As earlier assumed in the answer for (f) above, the probability of completing the project in 23 days as in the Z-score table for normally distributed data is,

(1-.99305)=0.00695

There is, therefore, a very slim chance of completing the above tasks within this time (22 days).

## A brief summary on the implications of the analysis

The management needs to allot more time as the analysis has clearly shown that the management may be overly optimistic, especially as depicted in the probabilistic analysis in the last part of the analysis.

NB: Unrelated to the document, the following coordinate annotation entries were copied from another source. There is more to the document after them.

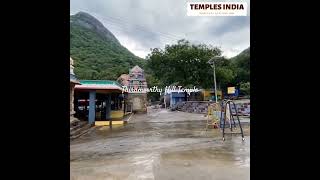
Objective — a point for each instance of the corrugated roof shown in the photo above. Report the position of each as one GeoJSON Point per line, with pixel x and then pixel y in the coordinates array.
{"type": "Point", "coordinates": [99, 84]}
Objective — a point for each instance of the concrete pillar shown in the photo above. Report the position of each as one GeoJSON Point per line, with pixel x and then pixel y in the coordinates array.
{"type": "Point", "coordinates": [92, 107]}
{"type": "Point", "coordinates": [108, 106]}
{"type": "Point", "coordinates": [72, 99]}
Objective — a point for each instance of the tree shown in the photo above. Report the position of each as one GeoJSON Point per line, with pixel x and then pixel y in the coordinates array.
{"type": "Point", "coordinates": [183, 63]}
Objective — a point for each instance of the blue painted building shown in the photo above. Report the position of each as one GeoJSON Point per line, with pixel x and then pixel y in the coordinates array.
{"type": "Point", "coordinates": [99, 100]}
{"type": "Point", "coordinates": [172, 98]}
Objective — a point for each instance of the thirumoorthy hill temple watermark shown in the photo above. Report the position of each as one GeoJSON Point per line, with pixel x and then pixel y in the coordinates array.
{"type": "Point", "coordinates": [217, 8]}
{"type": "Point", "coordinates": [156, 89]}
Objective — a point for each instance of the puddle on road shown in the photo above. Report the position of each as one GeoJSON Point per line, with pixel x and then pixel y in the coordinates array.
{"type": "Point", "coordinates": [169, 146]}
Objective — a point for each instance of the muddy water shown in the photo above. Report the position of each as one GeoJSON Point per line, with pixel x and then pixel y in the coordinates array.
{"type": "Point", "coordinates": [160, 145]}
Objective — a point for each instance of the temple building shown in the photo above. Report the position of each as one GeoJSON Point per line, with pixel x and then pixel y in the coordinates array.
{"type": "Point", "coordinates": [135, 80]}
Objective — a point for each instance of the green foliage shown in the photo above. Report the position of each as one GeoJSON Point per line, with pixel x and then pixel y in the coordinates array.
{"type": "Point", "coordinates": [187, 65]}
{"type": "Point", "coordinates": [183, 63]}
{"type": "Point", "coordinates": [99, 58]}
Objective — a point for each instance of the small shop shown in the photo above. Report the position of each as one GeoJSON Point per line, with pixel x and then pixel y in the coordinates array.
{"type": "Point", "coordinates": [100, 102]}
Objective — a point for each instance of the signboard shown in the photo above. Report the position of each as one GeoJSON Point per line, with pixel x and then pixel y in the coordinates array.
{"type": "Point", "coordinates": [231, 90]}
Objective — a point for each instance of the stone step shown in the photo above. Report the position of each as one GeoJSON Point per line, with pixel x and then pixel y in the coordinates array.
{"type": "Point", "coordinates": [80, 124]}
{"type": "Point", "coordinates": [80, 130]}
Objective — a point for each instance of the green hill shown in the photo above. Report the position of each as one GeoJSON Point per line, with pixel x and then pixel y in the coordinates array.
{"type": "Point", "coordinates": [96, 51]}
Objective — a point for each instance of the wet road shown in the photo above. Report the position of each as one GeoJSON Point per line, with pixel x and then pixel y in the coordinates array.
{"type": "Point", "coordinates": [160, 145]}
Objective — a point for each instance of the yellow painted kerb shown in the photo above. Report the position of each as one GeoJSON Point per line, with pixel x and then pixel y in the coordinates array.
{"type": "Point", "coordinates": [106, 123]}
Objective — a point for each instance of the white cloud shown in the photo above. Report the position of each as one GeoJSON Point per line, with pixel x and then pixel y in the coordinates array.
{"type": "Point", "coordinates": [143, 24]}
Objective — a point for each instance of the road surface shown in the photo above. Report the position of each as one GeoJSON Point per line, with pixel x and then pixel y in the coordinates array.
{"type": "Point", "coordinates": [160, 145]}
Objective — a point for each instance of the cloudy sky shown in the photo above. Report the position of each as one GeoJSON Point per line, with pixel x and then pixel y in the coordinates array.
{"type": "Point", "coordinates": [143, 24]}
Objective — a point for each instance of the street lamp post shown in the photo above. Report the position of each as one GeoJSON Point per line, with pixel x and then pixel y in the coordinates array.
{"type": "Point", "coordinates": [211, 62]}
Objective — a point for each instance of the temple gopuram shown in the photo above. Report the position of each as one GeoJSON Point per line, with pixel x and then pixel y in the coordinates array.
{"type": "Point", "coordinates": [135, 80]}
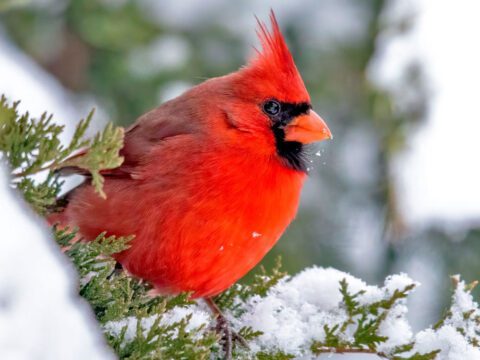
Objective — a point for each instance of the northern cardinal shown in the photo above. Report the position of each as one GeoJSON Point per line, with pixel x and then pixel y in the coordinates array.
{"type": "Point", "coordinates": [211, 179]}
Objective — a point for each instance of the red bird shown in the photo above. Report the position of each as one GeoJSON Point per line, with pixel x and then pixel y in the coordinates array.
{"type": "Point", "coordinates": [211, 179]}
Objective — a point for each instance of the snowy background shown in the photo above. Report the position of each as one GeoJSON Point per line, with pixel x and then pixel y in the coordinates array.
{"type": "Point", "coordinates": [424, 59]}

The technique is important in regards to scheduling and project control; this is necessitated by the need to use scarce diverse resources to accomplish tasks within the given time, cost and quality requirements. The project management team is required to ensure it does not exceed the budget cost. Since it uses probability, the technique is effective in helping meet deadlines through the use of alternative plans. Meeting the contract date is useful in maintaining good relations with the clients. When used in an integrated project environment, it gives experience to the project team. In addition, it is necessary for complex tasks and activities. Through breaking these tasks into smaller sub-units, it aids in the controlling function of management (Wiest et al., 1974).

In addition, the analysis facilitates understanding dependencies and improving overlapping tasks. Therefore dependencies of different activities can clearly be visualized and addressed in good time. This is very vital in the construction industry since the percentage completion is difficult to estimate, especially in the early stages. Despite its usefulness, the analysis is an estimate and based on a person’s opinion; hence it is subjective and can be biased. Its degree of accuracy is thus questionable, and the time estimates have no proven origin or source. Moreover, the project evaluation review technique does not consider cost factors and requires to be used alongside other techniques (Render et al., 1982).

It is important that the management addresses the need for experienced project managers to supervise the project in order to minimize subjectivity and the need to clearly define the scope of the project in regard to changes that need to be made in future. Finally, the management should consider incorporating other stakeholders other than the project management team in view of encouraging accountability (Render et al., 1982).

## List of References

Render, Barry and Stair Jr., Ralph M. (1982). Quantitative Analysis for Management, Massachusetts: Allyn & Bacon Inc., pp. 525-563.

Wiest, Jerome D., and Levy, Ferdinand K., (1974). A Management Guide to PERT/CPM, New Delhi: Prentice-Hall of India Private Limited.